Les ministres des Finances et les gouverneurs de banques centrales du G20 sont parvenus samedi à un accord sur les indicateurs destinés à mesurer les déséquilibres économiques mondiaux, a déclaré la ministre française de l'Economie et des Finances, Christine Lagarde.

La France, qui préside le G20, avait proposé une liste d'indicateurs (compte courant, dettes et déficits publics, réserve de devises, épargne privée et taux de change réel) pour mesurer les déséquilibres économiques mondiaux.

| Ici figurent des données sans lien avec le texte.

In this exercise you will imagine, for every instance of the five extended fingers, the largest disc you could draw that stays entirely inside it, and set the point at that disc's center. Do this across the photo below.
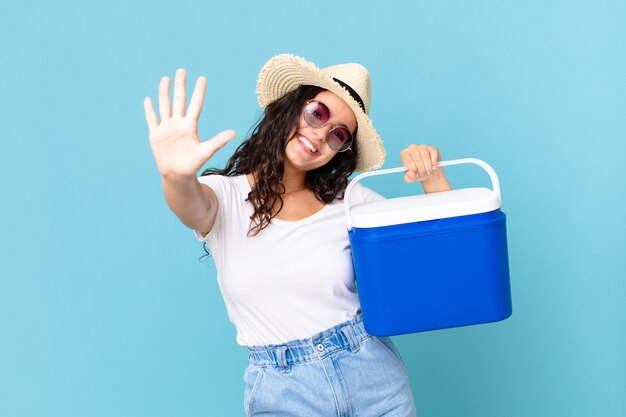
(179, 100)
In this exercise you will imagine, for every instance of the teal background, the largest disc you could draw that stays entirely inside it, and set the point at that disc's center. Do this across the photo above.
(105, 309)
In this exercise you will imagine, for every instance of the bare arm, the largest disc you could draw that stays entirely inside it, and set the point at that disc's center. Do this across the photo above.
(193, 203)
(179, 153)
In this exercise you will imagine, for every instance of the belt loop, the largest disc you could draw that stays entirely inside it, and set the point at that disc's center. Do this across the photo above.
(353, 342)
(281, 359)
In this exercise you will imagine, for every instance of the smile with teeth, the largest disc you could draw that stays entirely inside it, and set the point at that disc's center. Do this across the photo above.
(308, 144)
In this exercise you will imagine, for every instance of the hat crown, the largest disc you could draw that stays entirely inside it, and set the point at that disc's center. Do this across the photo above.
(356, 76)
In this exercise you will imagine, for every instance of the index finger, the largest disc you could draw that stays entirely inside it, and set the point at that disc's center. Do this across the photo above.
(197, 99)
(151, 117)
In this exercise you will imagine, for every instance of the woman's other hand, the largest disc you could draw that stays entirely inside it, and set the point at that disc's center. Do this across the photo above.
(421, 164)
(177, 149)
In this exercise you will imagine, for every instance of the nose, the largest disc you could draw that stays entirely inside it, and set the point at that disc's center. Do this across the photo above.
(321, 133)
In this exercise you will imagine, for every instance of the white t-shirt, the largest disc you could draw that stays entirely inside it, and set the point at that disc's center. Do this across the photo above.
(293, 279)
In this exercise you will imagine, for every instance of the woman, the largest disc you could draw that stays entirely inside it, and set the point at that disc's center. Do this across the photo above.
(274, 222)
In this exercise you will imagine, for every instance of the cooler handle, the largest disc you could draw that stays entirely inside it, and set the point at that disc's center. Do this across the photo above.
(492, 174)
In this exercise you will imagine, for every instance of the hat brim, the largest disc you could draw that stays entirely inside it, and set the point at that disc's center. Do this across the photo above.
(284, 73)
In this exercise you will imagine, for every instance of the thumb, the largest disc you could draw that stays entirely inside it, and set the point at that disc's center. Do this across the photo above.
(217, 142)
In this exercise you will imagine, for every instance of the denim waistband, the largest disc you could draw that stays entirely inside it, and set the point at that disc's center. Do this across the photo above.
(345, 335)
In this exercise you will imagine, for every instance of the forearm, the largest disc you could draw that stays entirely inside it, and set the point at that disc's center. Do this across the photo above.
(186, 198)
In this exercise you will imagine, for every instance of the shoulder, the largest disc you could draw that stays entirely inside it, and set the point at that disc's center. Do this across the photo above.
(362, 194)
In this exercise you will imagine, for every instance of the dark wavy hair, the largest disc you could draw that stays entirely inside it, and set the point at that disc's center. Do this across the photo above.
(263, 155)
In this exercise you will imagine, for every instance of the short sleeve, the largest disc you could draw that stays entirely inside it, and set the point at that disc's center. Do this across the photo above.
(221, 186)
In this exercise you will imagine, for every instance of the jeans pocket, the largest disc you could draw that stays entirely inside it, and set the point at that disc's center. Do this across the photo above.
(386, 343)
(252, 377)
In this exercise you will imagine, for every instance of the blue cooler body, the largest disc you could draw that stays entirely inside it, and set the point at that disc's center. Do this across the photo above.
(431, 261)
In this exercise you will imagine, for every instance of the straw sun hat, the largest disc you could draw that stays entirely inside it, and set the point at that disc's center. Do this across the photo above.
(351, 82)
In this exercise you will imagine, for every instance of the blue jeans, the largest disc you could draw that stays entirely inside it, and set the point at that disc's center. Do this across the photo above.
(342, 371)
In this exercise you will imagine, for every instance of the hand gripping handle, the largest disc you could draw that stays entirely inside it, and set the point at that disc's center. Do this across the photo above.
(492, 174)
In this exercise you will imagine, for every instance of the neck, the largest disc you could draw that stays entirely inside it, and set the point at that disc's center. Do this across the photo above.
(293, 180)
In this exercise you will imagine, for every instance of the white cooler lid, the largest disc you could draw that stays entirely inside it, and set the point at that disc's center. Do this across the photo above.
(424, 207)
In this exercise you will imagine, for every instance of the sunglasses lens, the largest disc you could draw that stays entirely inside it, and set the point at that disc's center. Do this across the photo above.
(339, 139)
(316, 114)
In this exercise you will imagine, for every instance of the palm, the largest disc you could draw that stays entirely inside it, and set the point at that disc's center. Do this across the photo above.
(176, 146)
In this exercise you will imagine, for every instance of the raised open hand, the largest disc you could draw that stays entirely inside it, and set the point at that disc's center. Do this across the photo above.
(177, 149)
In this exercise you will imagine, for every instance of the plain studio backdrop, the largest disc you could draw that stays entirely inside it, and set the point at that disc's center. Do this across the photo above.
(105, 309)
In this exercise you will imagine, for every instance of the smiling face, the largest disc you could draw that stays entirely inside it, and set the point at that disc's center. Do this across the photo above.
(308, 148)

"Nous nous sommes entendus sur une série d'indicateurs qui nous permettront de nous concentrer (...) sur les déséquilibres majeurs et persistants qui appellent des mesures", selon le texte du communiqué final.

Selon Mme Lagarde, le compte courant n'a pas finalement inclus dans le panier des données à l'issue des longues discussions, et a été remplacé par la balance commerciale et le solde des investissements.

Ces indicateurs seront utilisés pour tester les politiques macroéconomiques, et de quelle manière la situation économique sera propice à l'ensemble des pays du G20, a indiqué M. Lagarde, lors d'une conférence de presse à Paris au sortir des discussions qui se sont poursuivies dans la nuit de vendredi à samedi.

La réserve de devises a été exclue du panier des indicateurs, mais le communiqué final mentionne la prise en compte des taux de change et des politiques fiscale et monétaire, a ajouté Mme Lagarde aux côtés de Christian Noyer, gouverneur de la Banque de France.

"Notre objectif est de nous mettre d'accord, d'ici à notre prochaine réunion en avril, sur des lignes directrices indicatives pour l'évaluation de chacun de ces indicateurs, tout en reconnaissant la nécessité de tenir compte des situations nationales ou régionales", indique le communiqué.

"Ces lignes directrices indicatives seront utilisées pour évaluer les indicateurs suivants : la dette et les déficits publics, le taux d'épargne et l'endettement privé et les déséquilibres extérieurs à partir de la balance commerciale, des flux nets de revenus d'investissement et des transferts, en tenant pleinement compte du taux de change et des politiques budgétaire, monétaire ou autre", précise le communiqué.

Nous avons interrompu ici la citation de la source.